Long term, there’s a good chance we start using Flatpak to some degree. The way I see it, it would be dealt with Flatpak repos and apps in the same way as we handle APT repositories and Additional Software: if I install a Flatpak as a user, Tails would keep it up-to-date, which avoids the “conflicting release schedules” problem altogether. The Flatpak architecture is designed in a way that would allow this; AppImage is not. So I’m somewhat wary of diverting some of our limited resources now to learn more about how to handle AppImage. That’s a minor concern, compared to the 2 previous ones which are likely blockers.

#9 Updated by s7r 2019-03-24 21:09:01

Good points @intrigeri . I totally understand the implications of maintaining all dependencies bundled in the AppImage and monitoring them individually, etc. + the timing of Tails / Electrum releases. Of course anything can be worked out between both communities as it seams like goals are the same, but the process to for Tails to become to trust Electrum as much as Debian will not be easy and eat many many hours and resources we can focus on other more important stuff.
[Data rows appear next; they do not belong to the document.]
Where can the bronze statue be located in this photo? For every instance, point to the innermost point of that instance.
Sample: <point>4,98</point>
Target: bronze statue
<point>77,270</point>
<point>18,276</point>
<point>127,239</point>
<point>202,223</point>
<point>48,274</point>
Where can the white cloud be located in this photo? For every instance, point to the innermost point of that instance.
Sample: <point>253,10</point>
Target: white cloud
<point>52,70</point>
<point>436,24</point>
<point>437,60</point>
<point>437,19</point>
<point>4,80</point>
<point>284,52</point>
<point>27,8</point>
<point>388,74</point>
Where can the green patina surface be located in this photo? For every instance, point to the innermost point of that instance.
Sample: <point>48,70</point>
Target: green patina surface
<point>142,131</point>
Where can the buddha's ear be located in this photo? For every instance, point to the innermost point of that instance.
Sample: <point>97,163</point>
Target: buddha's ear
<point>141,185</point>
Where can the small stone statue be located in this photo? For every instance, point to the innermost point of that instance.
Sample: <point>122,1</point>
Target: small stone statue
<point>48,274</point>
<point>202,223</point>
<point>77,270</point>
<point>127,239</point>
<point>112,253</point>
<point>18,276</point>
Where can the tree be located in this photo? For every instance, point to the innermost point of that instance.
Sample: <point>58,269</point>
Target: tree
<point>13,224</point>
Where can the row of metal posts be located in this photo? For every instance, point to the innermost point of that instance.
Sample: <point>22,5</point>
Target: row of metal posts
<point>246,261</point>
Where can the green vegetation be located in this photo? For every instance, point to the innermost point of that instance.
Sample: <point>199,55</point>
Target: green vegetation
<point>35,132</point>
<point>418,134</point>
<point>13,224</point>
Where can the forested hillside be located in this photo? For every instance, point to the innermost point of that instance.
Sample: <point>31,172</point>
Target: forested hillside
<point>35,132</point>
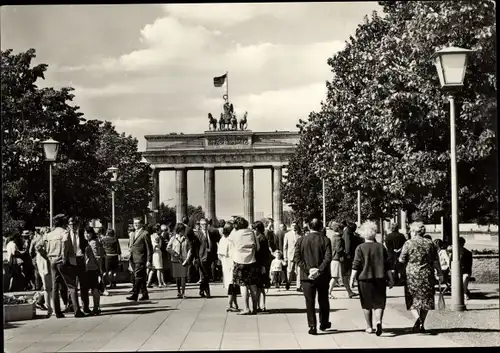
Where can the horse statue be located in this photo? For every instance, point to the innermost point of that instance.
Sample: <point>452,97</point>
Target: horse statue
<point>234,123</point>
<point>243,122</point>
<point>212,122</point>
<point>222,122</point>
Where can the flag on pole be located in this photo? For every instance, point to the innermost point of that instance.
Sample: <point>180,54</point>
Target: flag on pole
<point>219,81</point>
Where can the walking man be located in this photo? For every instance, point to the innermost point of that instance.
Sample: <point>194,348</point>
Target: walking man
<point>204,251</point>
<point>60,252</point>
<point>313,255</point>
<point>289,244</point>
<point>79,244</point>
<point>141,253</point>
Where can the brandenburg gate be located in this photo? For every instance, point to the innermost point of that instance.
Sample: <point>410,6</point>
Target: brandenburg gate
<point>226,149</point>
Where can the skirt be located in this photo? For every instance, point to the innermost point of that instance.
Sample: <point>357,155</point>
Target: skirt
<point>93,279</point>
<point>112,264</point>
<point>336,269</point>
<point>373,293</point>
<point>233,289</point>
<point>157,260</point>
<point>179,271</point>
<point>246,274</point>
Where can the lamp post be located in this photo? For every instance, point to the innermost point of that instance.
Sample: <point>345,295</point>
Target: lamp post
<point>451,64</point>
<point>114,178</point>
<point>50,149</point>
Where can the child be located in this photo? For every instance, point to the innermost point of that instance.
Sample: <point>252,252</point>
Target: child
<point>180,251</point>
<point>93,253</point>
<point>277,269</point>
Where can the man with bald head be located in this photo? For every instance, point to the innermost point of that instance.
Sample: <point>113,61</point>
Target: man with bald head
<point>313,254</point>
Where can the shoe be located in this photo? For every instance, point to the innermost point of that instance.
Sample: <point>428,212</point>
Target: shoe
<point>416,326</point>
<point>79,313</point>
<point>326,326</point>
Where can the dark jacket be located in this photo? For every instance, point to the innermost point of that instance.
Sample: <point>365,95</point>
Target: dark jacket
<point>141,249</point>
<point>313,251</point>
<point>279,239</point>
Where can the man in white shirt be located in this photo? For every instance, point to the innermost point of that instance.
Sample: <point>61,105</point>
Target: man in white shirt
<point>289,242</point>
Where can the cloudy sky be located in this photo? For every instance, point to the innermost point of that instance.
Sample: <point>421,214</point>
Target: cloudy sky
<point>149,68</point>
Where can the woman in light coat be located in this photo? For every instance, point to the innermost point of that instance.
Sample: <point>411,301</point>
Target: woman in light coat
<point>224,250</point>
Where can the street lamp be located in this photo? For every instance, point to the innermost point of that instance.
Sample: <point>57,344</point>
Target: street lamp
<point>50,149</point>
<point>451,64</point>
<point>114,178</point>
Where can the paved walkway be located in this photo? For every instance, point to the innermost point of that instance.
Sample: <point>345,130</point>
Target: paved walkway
<point>168,323</point>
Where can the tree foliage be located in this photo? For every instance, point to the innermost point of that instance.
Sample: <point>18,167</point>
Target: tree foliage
<point>384,127</point>
<point>87,148</point>
<point>167,214</point>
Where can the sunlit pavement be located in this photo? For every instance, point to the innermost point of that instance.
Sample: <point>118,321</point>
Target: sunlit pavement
<point>168,323</point>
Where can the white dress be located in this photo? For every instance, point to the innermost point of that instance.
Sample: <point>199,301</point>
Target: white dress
<point>157,255</point>
<point>224,252</point>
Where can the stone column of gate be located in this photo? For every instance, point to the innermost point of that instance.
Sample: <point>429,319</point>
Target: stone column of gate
<point>277,200</point>
<point>248,194</point>
<point>180,194</point>
<point>155,201</point>
<point>210,193</point>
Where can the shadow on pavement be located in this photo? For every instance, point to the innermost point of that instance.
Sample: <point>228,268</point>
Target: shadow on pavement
<point>435,331</point>
<point>128,303</point>
<point>136,310</point>
<point>295,311</point>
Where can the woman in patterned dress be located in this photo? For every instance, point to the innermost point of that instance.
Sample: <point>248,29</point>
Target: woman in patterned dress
<point>421,258</point>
For the moment, I am convinced that the better approach here is to sponsor Electrum at Debian level so everything is more actively maintained. I plan to make this happen, bundle more Debian packagers so a single one is not the single point of failure and go on from here. I am trying to think of some solutions, if anyone is interested in helping me out on this, I can sponsor this.

My goals are to have a good, non vulnerable Electrum version in Tails that work, so all Tails/Electrum users are happy about it and can continue their projects but at the same time maintain principles used by Tails in terms of third party software and trusted upstreams, etc.

#10 Updated by s7r 2019-03-24 21:14:37

also, until we fix this, we can keep it as it is for now, as it continues to work even with annoying messages that “your version is vulnerable, please upgrade” — I run old high capacity legacy electrum servers (that DO NOT cut off clients older than 3.3) and will continue to do so until we are good in Tails.

The user experience in this context might be worse, as probably in some cases users that are on auto connect will randomly try few servers that cut them off until they land on my servers which will allow their connection, but this shouldn’t be observable too much. I have tried myself, and it’s okay.

#11 Updated by intrigeri 2019-04-04 11:31:39

  • Status changed from New to Resolved
  • Type of work changed from Code to Discuss

As per the summary I’ve just sent on the thread, we’ll focus on other options first and shipping an AppImage is not a satisfying solution at the moment.